Писательский талант Эрнеста Хемингуэя, как и многих американских авторов того времени, полностью раскрылся в Европе, а именно в Париже. Хэмингуэй даже книгу отдельную написал про этот город — «Праздник, который всегда с тобой».
Однако писатель считал своим домом вовсе не Европу. Там он воевал, участвовал в боях быков, занимался боксом и пил абсент. Для Хемингуэя Европа стала полем боя, где закалялась его мужественность, переплавляясь в характеры персонажей его произведений.
Герои Хемингуэя испытывают приятную романтическую усталость от жизни. Кажется, что они всё уже прочувствовали. Им остается только наблюдать за пустотой настоящего момента и с недоверчивым прищуром смотреть в такое же пустое будущее. Произведение, о котором пойдёт речь в этой статье, демонстрирует иной, более глубокий взгляд на жизнь.
Хемингуэй приезжал на Кубу несколько раз в своей жизни и только в 1949 году обосновался там на целых 20 лет. В Гаване он продолжал неудержимо пить, а ещё ловить рыбу и писать. В кубинский период он создал, пожалуй, самое известное своё произведение, за которое получил Нобелевскую премию — «Старик и море».
Настоящим домом для писателя стала Куба. Так он говорил о ней:
«...Иногда я задумывался, что мне делать с остатком моей жизни, и теперь знаю — я должен попытаться добраться до Кубы»
В основу повести «Старик и море» легла реальная история. Хемингуэй дружил с гаванским рыбаком Грегорио Фуэнтесом, который действительно несколько дней провёл в море, сражаясь с огромным марлином. Всё было как и описано у Хэмингуэя — по пути к берегу исполинскую рыбу-меч обглодали акулы.
Только вот Фуэнтес в реальности был не такой уж старик — на момент выхода повести ему было всего 50 лет. Да и кажется, что «Старик и море» рассказывает про нечто большее, чем неудачная рыбалка.
Почему же Хемингуэй решил сделать Фуэнтеса/Сантьяго древним стариком? Давайте вспомним, с чем у нас ассоциируется старость? Правильно, с немощью. В повести описываются глубокие морщины Сантьяго. Когда рыбак сражается с марлином, леса глубоко впивается в его сгорбленную спину. Старость Сантьяго ещё больше бросается в глаза в сравнении с его другом-мальчиком и молодыми львятами, выходящими на африканский берег в снах старика.

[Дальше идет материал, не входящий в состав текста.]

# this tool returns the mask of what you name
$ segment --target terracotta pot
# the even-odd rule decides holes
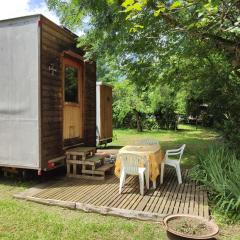
[[[172,229],[168,223],[173,220],[173,219],[179,219],[179,218],[192,218],[192,219],[198,219],[200,220],[202,223],[206,224],[207,226],[210,227],[211,232],[210,233],[206,233],[206,234],[202,234],[202,235],[190,235],[190,234],[186,234],[186,233],[182,233],[179,231],[176,231],[175,229]],[[199,216],[194,216],[194,215],[189,215],[189,214],[175,214],[175,215],[169,215],[167,217],[165,217],[163,219],[164,225],[166,227],[167,230],[167,236],[170,240],[186,240],[186,239],[215,239],[214,237],[218,234],[219,228],[218,226],[213,222],[213,221],[209,221],[203,217],[199,217]]]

«Эх, если бы со мной был мальчик!»
Это крик сожаления об утраченной молодости, то есть о «потерянном рае», когда жизнь ещё не казалась такой пустой и жестокой, всё было впереди, а границ собственной силы ещё не существовало.
Старик вспоминает об армрестлинге с известным портовым силачом. Противники боролись сутки. В итоге Сантьяго победил, после чего его стали называть «Сантьяго-чемпион». Да, этим можно гордиться. Теперь же у него остались только изрезанные лесой руки да спина колесом.
Старость Сантьяго — это метафора немощи человека, одиноко болтающегося между бытием (лодкой) и небытием (морем). Каждую секунду лодка может перевернуться, а море захлестнуть беспомощного старика. Просто так, без сожаления, без суждения. Потому что экзистенции нет до нас никакого дела.
Рыба — это метафора «Другого» в мире старика. Он любит её и в то же время жаждет убить. Крючок в пасти рыбы причиняет ей постоянную боль, но она продолжает тянуть и тянуть за собой лодку, только умножая свои страдания. В то же время леса, в которую вцепился старик, безжалостно режет его руки и спину.
Наши взаимоотношения с другими — это постоянная боль. Мы не в состоянии привнести в них ничего иного. В конечном итоге мы «убиваем» тех, кого больше всего любим.
И даже смерть рыбы оказывается бессмысленной. Сантьяго не накормит её мясом жителей Гаваны — по пути марлина обгладывают акулы.
«Старик и море» — глубоко экзистенциальное произведение. Именно поэтому Хемингуэя так почитали французские экзистенциалисты.
Однако есть в этой повести и кое-что светлое. Какими бы немощными мы не были в сравнении с бытием и небытием, всё равно мы будем мужественно сражаться и вернёмся домой живыми. Нас встретит мальчик — то светлое и чистое начало, связь с которым так важно хранить, чтобы обрести смысл в жизни. А снится нам будут молодые львята, величаво выходящие на белый африканский берег. Бессознательное, в конечном итоге, представляется другом, подпитывающим наши силы. Именно из коллективного бессознательного престарелый Хемингуэй доставал клады, лёгшие в основу этой великой повести.